How often the US is a righter of wrongs in international affairs is debatable. But the US often seeks to apply law where none has been applied before and that’s true today on the cyber issue. In fact, much of the hand-wringing in Washington about escalating cyber competition is about how to create a framework for the varieties of cyber threats that also sits well with an open, democratic economy. A quote from a recent Foreign Policy article hints at the conundrum facing the US in this area:
“The vast majority of the systems at risk are not DOD [Department of Defense] systems. They’re in the private sector,” [US Rep Jim] Langevin said. “In a worst-case scenario, DOD is going to be asked to defend them. If there’s an active cyber attack going on our electrical grid and DOD has to step in and shuts down the entity that’s carrying out that cyber attack, you can imagine that has all sorts of ramifications.”
These ramification are what the US and other nations are trying to understand and get a grip on. There is a history in this sort of legal contemplation before acting. At the dawn of the space race, the big question in the US was about legality of sending satellites into space that would cross over another nation’s skies in orbit. The fear was that such an act could be construed as an incursion of another country’s sovereignty.

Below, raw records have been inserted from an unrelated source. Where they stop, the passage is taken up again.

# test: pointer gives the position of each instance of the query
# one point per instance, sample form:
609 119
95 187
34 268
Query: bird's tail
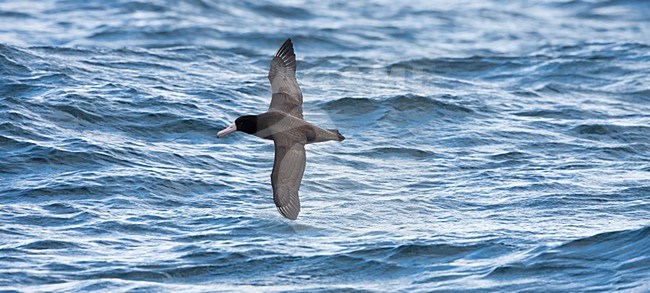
341 137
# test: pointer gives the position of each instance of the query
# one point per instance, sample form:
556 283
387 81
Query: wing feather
287 96
288 168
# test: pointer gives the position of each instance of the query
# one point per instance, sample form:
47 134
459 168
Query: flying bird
284 124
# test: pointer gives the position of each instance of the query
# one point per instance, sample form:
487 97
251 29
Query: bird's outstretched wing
287 96
288 168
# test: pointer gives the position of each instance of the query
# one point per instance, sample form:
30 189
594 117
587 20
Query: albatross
284 124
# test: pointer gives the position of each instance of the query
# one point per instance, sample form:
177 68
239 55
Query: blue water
491 145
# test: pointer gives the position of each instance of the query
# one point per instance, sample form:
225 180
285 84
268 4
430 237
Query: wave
610 261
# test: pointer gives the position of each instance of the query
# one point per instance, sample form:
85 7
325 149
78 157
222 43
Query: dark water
491 145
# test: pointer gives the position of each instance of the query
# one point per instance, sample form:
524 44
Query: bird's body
284 124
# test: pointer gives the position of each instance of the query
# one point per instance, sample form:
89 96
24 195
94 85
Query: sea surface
491 146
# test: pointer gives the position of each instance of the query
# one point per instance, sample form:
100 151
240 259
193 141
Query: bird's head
247 124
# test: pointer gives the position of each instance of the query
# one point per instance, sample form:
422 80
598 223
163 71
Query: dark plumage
284 124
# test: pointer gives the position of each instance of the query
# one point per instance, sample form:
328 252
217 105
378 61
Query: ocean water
491 146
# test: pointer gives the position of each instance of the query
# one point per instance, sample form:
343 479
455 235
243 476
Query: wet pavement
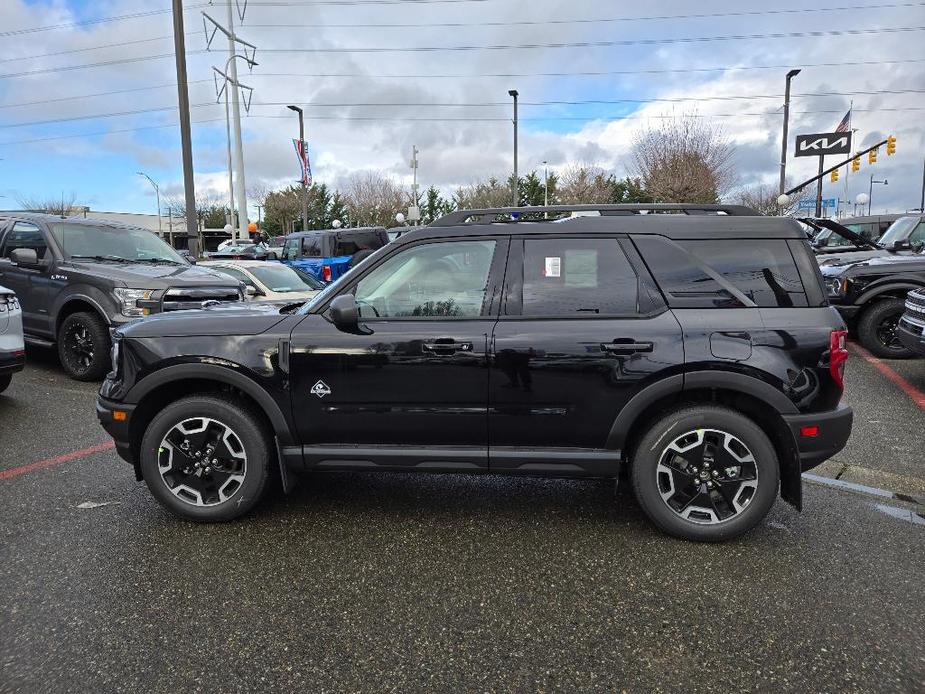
386 582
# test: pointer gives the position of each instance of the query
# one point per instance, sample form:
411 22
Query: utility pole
189 189
304 172
516 183
157 192
783 146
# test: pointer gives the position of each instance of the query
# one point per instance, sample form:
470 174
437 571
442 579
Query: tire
877 329
726 502
244 479
83 347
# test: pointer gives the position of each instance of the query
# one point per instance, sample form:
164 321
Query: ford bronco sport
692 345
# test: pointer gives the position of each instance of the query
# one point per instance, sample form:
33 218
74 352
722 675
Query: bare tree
482 194
62 206
763 198
372 198
684 159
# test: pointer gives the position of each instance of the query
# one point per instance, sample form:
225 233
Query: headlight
836 286
129 299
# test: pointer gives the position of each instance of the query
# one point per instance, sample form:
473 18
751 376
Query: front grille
177 299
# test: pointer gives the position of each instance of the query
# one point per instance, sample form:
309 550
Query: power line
602 44
602 20
586 119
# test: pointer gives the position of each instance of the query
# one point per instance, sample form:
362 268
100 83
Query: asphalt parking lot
424 583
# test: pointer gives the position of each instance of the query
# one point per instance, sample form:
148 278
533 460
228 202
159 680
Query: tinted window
25 235
447 279
683 279
763 270
577 277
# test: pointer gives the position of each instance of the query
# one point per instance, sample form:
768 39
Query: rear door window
577 277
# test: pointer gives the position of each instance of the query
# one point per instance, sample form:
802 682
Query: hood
878 265
231 320
151 275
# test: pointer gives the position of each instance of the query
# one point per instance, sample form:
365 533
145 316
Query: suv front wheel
206 458
83 347
705 473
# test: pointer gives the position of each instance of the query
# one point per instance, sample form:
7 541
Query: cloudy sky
88 95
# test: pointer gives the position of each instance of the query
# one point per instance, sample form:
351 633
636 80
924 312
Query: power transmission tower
231 68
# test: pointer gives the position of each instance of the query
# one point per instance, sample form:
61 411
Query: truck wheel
877 329
206 458
705 473
83 347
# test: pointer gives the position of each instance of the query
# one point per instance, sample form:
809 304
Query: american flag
845 124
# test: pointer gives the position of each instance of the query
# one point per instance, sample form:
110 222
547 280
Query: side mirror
345 314
25 256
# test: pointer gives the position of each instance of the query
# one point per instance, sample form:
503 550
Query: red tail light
838 355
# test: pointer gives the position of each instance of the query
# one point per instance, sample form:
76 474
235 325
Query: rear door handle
626 347
446 347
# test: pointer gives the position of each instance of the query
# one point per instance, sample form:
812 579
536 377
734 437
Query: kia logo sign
823 143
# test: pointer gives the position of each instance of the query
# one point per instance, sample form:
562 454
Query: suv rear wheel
877 329
705 473
83 347
206 458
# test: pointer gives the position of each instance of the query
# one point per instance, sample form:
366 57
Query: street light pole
302 146
516 183
157 193
783 146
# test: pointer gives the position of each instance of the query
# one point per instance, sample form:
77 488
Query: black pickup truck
76 278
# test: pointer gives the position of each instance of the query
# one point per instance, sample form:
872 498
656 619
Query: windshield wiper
112 258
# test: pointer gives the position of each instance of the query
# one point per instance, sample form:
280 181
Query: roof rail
541 213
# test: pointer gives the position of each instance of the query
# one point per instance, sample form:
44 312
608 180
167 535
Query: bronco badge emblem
321 389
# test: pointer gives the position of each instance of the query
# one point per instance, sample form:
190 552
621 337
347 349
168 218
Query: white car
12 348
267 280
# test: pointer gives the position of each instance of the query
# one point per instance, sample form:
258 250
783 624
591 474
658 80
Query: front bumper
912 335
117 428
11 362
832 430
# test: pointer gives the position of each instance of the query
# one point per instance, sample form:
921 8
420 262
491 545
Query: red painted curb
917 396
73 455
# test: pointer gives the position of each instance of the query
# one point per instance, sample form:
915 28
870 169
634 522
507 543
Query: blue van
327 254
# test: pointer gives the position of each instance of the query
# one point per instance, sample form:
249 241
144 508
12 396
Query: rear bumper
911 335
118 429
10 362
832 430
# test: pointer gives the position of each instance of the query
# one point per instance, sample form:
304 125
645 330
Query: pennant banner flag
301 151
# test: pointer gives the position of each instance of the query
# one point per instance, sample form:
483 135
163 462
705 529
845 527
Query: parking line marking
48 462
917 396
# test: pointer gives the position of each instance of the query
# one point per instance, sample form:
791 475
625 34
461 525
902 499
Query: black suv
696 350
76 278
871 294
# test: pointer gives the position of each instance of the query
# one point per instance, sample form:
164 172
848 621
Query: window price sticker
553 267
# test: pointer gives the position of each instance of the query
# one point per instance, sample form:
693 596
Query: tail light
838 355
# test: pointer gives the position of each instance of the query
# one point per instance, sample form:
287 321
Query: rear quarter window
705 273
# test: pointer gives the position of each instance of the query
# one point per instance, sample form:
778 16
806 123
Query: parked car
697 349
12 347
76 278
269 281
328 254
871 295
911 330
243 250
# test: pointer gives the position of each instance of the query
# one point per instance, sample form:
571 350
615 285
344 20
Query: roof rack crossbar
484 215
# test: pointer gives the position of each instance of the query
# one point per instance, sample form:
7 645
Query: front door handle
626 346
446 347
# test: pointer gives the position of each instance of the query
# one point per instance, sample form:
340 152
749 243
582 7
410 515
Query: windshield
112 243
282 279
898 231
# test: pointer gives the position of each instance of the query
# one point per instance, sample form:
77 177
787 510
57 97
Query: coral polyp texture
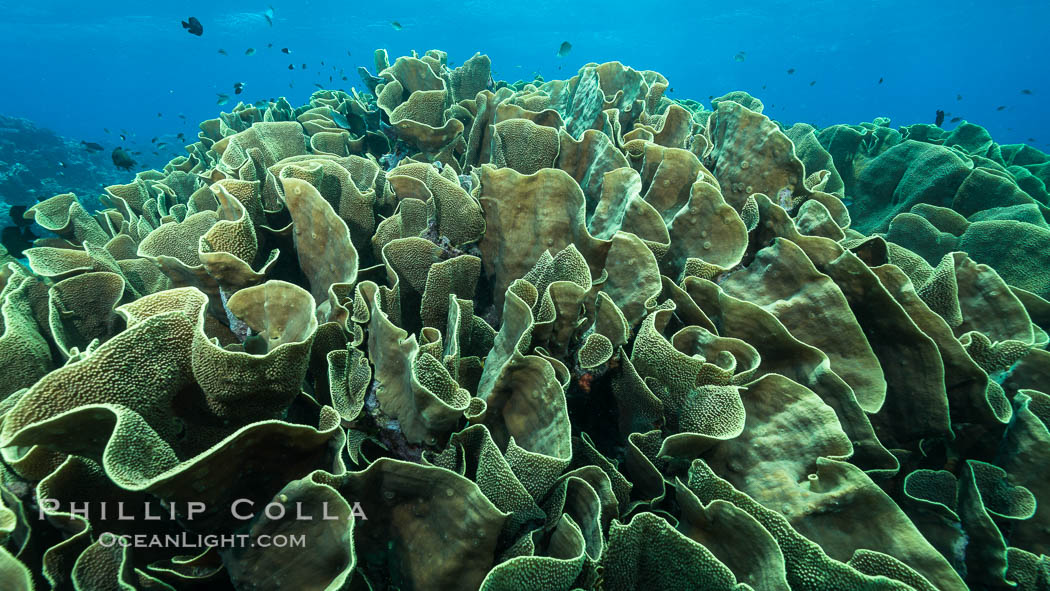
559 335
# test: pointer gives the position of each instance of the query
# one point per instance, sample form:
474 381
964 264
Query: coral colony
462 334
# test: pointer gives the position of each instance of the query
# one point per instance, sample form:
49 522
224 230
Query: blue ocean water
82 67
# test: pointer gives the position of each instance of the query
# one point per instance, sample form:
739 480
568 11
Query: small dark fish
122 160
17 239
193 26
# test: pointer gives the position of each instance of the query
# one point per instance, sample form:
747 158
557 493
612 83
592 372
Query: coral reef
36 164
542 335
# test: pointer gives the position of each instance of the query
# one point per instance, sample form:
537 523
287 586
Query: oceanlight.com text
203 541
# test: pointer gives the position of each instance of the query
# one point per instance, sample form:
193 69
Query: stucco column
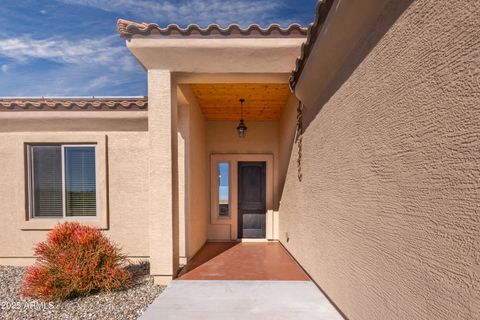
163 175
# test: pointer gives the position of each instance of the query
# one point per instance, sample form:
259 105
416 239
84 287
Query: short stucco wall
387 217
127 175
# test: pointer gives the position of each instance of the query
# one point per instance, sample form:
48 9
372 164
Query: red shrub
75 260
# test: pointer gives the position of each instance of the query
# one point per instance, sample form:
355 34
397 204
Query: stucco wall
197 198
128 195
387 217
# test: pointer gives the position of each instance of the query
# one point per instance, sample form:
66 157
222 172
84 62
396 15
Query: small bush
75 260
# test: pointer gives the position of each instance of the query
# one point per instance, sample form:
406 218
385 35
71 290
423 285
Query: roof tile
74 104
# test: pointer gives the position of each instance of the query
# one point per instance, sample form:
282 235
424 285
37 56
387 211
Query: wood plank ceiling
220 102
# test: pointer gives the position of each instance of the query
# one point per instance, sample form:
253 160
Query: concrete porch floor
257 281
243 261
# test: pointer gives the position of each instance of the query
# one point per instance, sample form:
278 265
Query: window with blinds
62 181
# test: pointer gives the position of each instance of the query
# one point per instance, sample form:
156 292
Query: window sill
49 224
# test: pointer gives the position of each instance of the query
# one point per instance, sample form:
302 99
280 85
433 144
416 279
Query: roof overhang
214 50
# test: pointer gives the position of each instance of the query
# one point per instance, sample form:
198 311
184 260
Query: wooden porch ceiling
263 101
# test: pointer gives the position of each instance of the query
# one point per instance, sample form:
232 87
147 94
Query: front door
251 199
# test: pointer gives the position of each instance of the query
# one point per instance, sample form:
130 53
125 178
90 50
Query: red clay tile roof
127 29
321 12
74 104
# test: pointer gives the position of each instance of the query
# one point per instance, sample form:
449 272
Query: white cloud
204 12
96 51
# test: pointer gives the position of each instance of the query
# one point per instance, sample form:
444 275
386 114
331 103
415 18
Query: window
62 181
223 169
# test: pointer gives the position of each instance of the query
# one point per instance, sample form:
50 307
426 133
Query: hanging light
242 128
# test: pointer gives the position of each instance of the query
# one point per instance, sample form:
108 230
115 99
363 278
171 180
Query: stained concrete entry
242 281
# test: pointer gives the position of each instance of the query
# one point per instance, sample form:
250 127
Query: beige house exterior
371 150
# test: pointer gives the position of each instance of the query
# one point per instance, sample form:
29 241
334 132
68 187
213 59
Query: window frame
217 187
30 182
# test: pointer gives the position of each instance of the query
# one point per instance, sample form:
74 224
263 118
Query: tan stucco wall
387 217
262 138
196 177
127 185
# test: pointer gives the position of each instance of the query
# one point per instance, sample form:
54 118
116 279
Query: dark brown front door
251 199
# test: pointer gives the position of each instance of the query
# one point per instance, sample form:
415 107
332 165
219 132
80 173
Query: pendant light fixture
242 128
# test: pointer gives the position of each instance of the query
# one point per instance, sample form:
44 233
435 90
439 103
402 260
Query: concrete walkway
253 281
242 300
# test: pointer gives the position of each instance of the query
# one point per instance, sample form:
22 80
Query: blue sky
71 48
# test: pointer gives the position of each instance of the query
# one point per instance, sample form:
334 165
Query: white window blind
47 180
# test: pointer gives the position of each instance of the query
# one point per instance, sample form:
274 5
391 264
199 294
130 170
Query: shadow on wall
392 11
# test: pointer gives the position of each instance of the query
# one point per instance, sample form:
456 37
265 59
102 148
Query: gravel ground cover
125 304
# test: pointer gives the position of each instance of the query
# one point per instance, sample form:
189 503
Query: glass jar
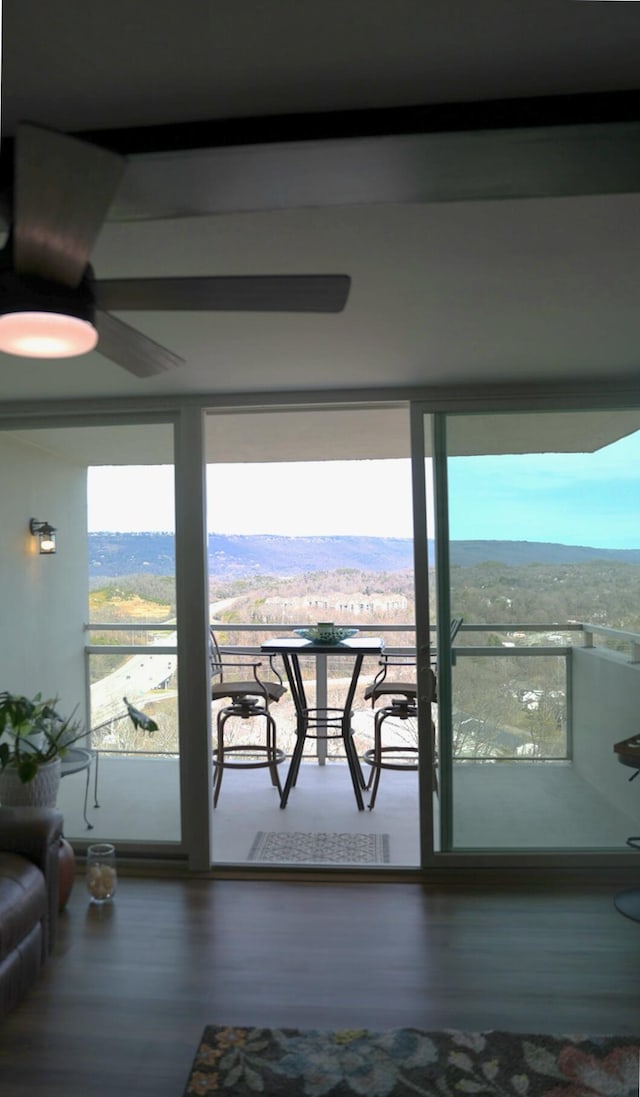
101 872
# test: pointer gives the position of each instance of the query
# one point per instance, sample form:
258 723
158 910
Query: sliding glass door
538 552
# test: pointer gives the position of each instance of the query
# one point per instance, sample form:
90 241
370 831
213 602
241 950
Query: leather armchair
30 839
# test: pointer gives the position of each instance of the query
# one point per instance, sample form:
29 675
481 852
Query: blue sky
587 499
571 498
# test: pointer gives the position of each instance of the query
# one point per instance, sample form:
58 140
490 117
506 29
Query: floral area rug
320 848
246 1062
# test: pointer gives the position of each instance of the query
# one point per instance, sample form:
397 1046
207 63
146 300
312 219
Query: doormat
243 1062
320 848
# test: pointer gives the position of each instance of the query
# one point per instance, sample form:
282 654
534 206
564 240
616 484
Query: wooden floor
121 1007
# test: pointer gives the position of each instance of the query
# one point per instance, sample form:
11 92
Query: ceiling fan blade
63 190
261 293
131 349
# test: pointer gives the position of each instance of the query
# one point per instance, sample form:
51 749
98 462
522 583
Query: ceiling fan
51 303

When the Russians launched Sputnik in 1957, it resolved that question, paving the way for mutual aerial observation among nations. Soon after the US put its Corona spy satellite into orbit. The turn of events led to an eventual Open Skies treaty, which allows one nation to conduct overflights of another for reconnaissance. At the same unstable time, Cold War fears of a nuclear war between the East and West loomed large too. Also, in that realm it took years before a nuclear policy began to settle in between the Soviet Union and the US.
Today, one guy spending a lot of time thinking about how the US should adjust to the cyber frontier issue is the State Department’s Christopher Painter. “When you compare it to the process of nuclear rules, it took about 40 years to get grounded,” he told Foreign Policy. “I don’t anticipate the length of time to socialize and draw lines is going to be anywhere near as long as nuclear,” he said.
Still, “it’s not an overnight process.”
It’s welcome news that Painter, elsewhere, has hosed down expectations of an imminent cyber treaty to be pushed for by the US. He told FCW: “You often hear people say we need a treaty in cyberspace [and] I’ve often said I don’t know what a treaty is in cyberspace.”
“I don’t know who signs that treaty, I don’t know who the parties of that treaty are,” he said.
“Let’s not try to…rush into a treaty that would take years and we’re not really even sure what it’s about.”
Activity in cyberspace is so shadowy and filled with so many rogue players, it would be foolhardy for a nation to make undertakings that can be circumvented easily by other groups. It’s not clear either that other major sources of cyber activity like China and Russia can control hackers operating within their physical borders. So, yes, this is a Wild West moment for the cyberworld.
Painter is wise to recognize that. Already the US is using public shaming tactics with China over the economic hacking issue. The handful of lawsuits pursued by the US against China may just be the beginning. In other words, experimental responses for new types of problems. Both the CSIS and the CFR have released reports suggesting economic sanctions in part as a response to China’s seemingly unchecked online economic espionage, for example.
But once the principles of proportional response are worked out, a new international understanding on cybercompetition may emerge. Like the Geneva Conference after Sputnik that gave the unofficial greenlight to satellites flyover, a new understanding of how cyber activity fits into the relations of nations and their armies, and non-state groups, and their activists may form.
Until then, the Wild West moment continues.